Ce poids démographique, économique, commercial de l’Asie a des conséquences globales majeures qui nous obligent à nous intéresser à ce qui se passe là-bas :
C’est, on l’a vu, un appétit croissant pour les ressources énergétiques et les matières premières qui, même si on ne doit pas les analyser uniquement en termes de rivalité, sont essentielles dans les relations que nous aurons nous-mêmes avec d’autres parties du monde (l’Afrique, le Moyen-Orient ou même l’Amérique latine).

On voit émerger, notamment autour de la Chine et de l’Inde, la question environnementale. Les conséquences transnationales posent un certain nombre de problèmes dont nous devons tenir compte.

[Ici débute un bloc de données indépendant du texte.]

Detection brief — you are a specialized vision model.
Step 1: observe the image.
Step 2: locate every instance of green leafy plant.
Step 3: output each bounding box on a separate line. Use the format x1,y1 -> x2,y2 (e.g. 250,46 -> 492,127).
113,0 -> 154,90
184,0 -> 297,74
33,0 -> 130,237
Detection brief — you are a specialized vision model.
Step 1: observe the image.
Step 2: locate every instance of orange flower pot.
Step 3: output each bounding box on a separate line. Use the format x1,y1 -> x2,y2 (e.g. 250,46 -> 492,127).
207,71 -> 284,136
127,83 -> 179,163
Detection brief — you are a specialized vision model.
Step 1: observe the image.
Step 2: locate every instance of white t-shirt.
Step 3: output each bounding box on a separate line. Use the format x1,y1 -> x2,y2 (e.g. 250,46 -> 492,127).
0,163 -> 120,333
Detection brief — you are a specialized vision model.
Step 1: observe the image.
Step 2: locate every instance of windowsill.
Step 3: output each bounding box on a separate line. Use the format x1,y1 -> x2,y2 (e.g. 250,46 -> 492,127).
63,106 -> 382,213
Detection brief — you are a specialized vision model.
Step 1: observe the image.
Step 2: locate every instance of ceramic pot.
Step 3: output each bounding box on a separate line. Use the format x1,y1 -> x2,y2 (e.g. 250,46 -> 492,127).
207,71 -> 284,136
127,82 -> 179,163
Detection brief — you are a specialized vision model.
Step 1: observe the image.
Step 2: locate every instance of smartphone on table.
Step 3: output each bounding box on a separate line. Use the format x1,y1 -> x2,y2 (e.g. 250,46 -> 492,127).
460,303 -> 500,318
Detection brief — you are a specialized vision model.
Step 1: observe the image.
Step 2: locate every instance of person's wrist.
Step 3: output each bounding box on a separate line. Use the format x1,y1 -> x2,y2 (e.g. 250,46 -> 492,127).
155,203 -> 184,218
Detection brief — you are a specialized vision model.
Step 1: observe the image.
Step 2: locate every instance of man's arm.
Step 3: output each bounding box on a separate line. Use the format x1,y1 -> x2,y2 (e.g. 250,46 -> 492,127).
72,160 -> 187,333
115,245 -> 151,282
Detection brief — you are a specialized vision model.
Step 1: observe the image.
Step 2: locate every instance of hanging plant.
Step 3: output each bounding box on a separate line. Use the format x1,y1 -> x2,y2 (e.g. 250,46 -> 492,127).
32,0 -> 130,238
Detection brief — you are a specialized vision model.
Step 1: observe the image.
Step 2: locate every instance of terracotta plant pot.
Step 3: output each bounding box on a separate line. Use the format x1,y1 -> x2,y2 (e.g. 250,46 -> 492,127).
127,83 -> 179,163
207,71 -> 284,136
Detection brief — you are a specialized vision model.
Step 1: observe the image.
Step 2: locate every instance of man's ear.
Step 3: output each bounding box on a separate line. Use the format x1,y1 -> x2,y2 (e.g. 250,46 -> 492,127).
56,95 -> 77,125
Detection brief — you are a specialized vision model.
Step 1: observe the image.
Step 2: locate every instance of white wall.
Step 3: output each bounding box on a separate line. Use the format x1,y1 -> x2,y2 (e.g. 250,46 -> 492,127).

Ceci nous amène à l’importance stratégique de l’Asie. Si on mène l’Asie jusqu’à ses franges occidentales, on voit la matrice d’un arc de crise qui s’étend au moins jusqu’à l’Afghanistan et le Pakistan autour de la question du terrorisme et couvre aussi une partie des territoires indien et chinois. Au-delà de cette question très précise, l’Asie, sous des dehors relativement apaisés constitue en réalité un nœud de tensions, de crises plus ou moins larvées, de natures très différentes, plus ou moins intenses mais non résolues qu’on doit accepter de prendre en compte (ce qui n’a pas toujours été le cas). Longtemps, nous avons eu une vision très unitaire, unifiée, idéalisée, en quelque sorte, une vision généralement très sinisée, d’un Extrême-orient lointain sans prendre en compte ces crises larvées qui ont des conséquences dans notre positionnement par rapport à l’Asie mais aussi par rapport à nos alliés sur les questions asiatiques. Je rappellerai, dans le domaine des risques traditionnels, les questions frontalières ou de pays divisés, toujours pas résolues. Entre l’Inde et la Chine, les choses vont mieux mais les problèmes subsistent. Il s’agit de conflits parfois endormis, parfois réveillés. La question frontalière, notamment, n’est toujours pas résolue : Inde-Pakistan, Chine-Japon même si on passe par des périodes d’apaisement et de tensions. En ce qui concerne les Etats divisés, je ne vous rappelle pas la question des deux Corées et la question plus spécifique de la Corée du Nord ni l’opposition qui persiste entre la Chine et Taiwan. Je ne mentionnerai pas ici les escarmouches qui parfois ressurgissent en Asie du Sud-Est entre certains pays constitutifs de cet ensemble – pourtant un des plus anciennement institutionnalisés de la région.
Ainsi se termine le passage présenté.